Un report della Commissione Esteri attribuisce all'ex premier la responsabilità delle conseguenze disastrose dell’intervento militare condotto con la Francia di Sarkozy, "pianificato e condotto in modo errato. Opzioni politiche alternative non sono state prese in considerazione". A luglio il rapporto Chilcot aveva puntato il dito contro Tony Blair per l'operazione in Iraq
Dopo la sconfitta politica subita con Brexit, David Cameron viene ora attaccato per la sua più importante decisione di politica estera. Secondo un durissimo rapporto della Commissione Esteri del Parlamento britannico, reso noto oggi, l’ex premier sarebbe “fondamentalmente responsabile” delle conseguenze disastrose dell’intervento militare in Libia, concordato con la Francia di Nicolas Sarkozy nel 2011 per rovesciare il regime del colonnello Muammar Gheddafi.
La missione, si legge nel documento, ha portato al “collasso politico ed economico, a una guerra fra milizie e tribù, a una sequenza di crisi umanitarie e migratorie, diffuse violazioni dei diritti umani, alla distribuzione delle armi del regime di Gheddafi in tutta la regione e alla crescita dell’Isil (Isis, ndr) nel nord Africa”. I membri della commissione, a maggioranza conservatrice, elencano i punti più critici della scelta: la mancanza di adeguata intelligence preventiva sulla natura della rivolta in Libia; l’assenza di un obiettivo strategico predefinito; l’incapacità di proteggere i depositi di armi abbandonati dai sostenitori di Gheddafi, poi finite nelle mani dei “terroristi”.

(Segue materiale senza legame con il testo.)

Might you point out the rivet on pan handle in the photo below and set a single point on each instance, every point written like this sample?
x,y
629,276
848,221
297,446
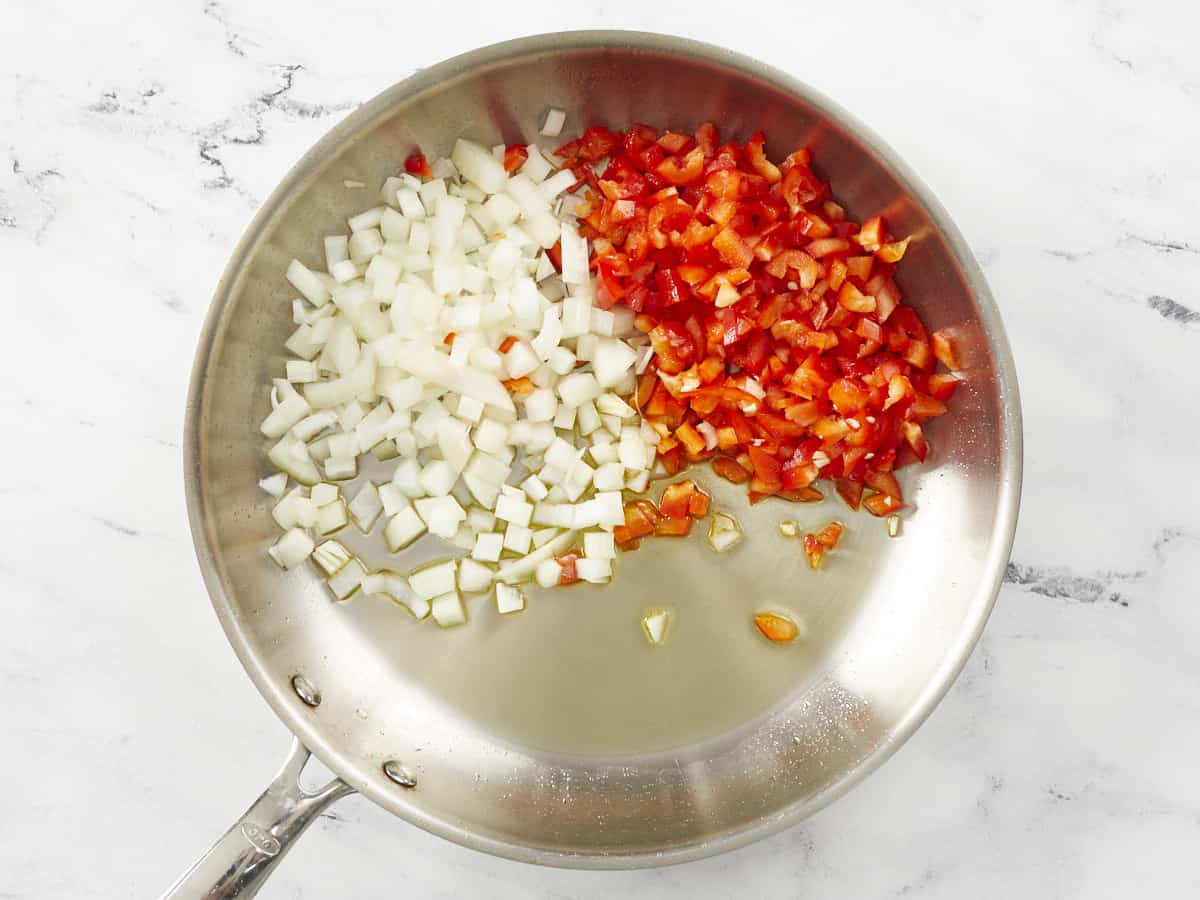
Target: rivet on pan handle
x,y
239,863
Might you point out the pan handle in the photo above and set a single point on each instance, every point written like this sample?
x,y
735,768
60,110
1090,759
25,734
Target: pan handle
x,y
239,863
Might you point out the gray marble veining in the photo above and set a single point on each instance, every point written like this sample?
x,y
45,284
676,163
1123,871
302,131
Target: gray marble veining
x,y
136,142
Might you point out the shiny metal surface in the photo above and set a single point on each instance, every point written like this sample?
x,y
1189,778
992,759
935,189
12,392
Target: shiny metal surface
x,y
239,864
558,736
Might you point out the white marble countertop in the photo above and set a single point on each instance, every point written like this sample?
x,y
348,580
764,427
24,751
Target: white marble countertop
x,y
137,141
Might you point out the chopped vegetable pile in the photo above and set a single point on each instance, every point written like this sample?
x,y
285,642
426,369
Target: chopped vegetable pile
x,y
528,343
783,349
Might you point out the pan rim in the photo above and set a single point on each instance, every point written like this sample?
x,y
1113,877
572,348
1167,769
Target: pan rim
x,y
1009,475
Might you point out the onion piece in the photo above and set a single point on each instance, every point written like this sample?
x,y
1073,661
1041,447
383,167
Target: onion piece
x,y
521,569
330,556
509,599
292,549
347,580
435,580
402,529
427,364
655,624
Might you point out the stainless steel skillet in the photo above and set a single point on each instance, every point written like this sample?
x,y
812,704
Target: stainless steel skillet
x,y
557,736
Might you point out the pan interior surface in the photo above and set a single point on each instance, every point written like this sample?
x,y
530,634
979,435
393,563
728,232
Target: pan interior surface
x,y
557,735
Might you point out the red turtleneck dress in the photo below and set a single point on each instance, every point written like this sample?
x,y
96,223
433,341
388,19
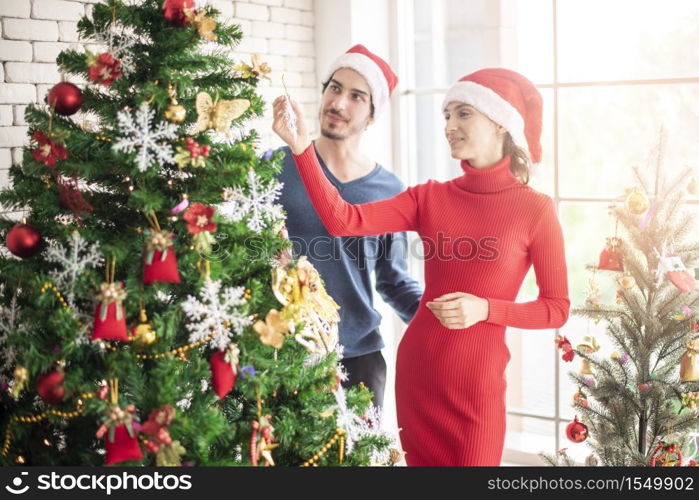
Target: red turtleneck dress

Secondo Crispin Blunt, parlamentare conservatore a capo della commissione “l’intervento in Libia è stato pianificato e condotto in modo sbagliato, e le conseguenze sono ancora evidenti. C’erano opzioni politiche alternative che non sono state prese in considerazione. Un impegno politico invece che militare avrebbe potuto assicurare la protezione della popolazione civile, un cambio di regime e una stagione di riforme a costi molto inferiori sia per il Regno Unito che per la Libia”.
Al contrario, il Regno Unito si sarebbe “concentrato solo sull’intervento militare”. Questo malgrado il dissenso di Lord Richards, allora capo delle forze armate, che aveva preso le distanze dalla decisione. Cameron, sottolinea Blunt, avrebbe dovuto approfittare dei “contatti e dell’influenza” dell’ex premier laburista Tony Blair per “negoziare una soluzione”. Nel 2011, forse, quando il prestigio internazionale di Blair non era ancora indebolito dagli esiti dell’approfondita inchiesta Chilcot, che pochi mesi fa ne ha indicato le gravi responsabilità nella guerra in Iraq.
Le conclusioni del rapporto sembrano vicine all’opinione del presidente Usa Barack Obama, che in un’intervista al The Atlantic lo scorso marzo aveva definito la guerra “un casino”, aggiungendo: “Speravo che gli Europei si sarebbero impegnati nella stabilizzazione post bellica, visto la vicinanza della Libia”.
Il comitato non ha avuto accesso a documenti interni, come nel caso dell’inchiesta Chilcot, ma ha raccolto testimonianze di diplomatici, alti funzionari e degli stessi Blair e Lord Richards. Cameron si e’ invece sempre rifiutato di testimoniare.
Lunedì, intanto, l’ex primo ministro si è dimesso da parlamentare, ritirandosi, per il momento, a vita privata. Nessun commento da parte sua sul rapporto. La replica è stata affidata a un portavoce del Ministero degli Esteri, che ha dichiarato: “La decisione di intervenire è stata internazionale, richiesta dalla Lega Araba e autorizzata dal Consiglio di sicurezza delle Nazioni Unite”.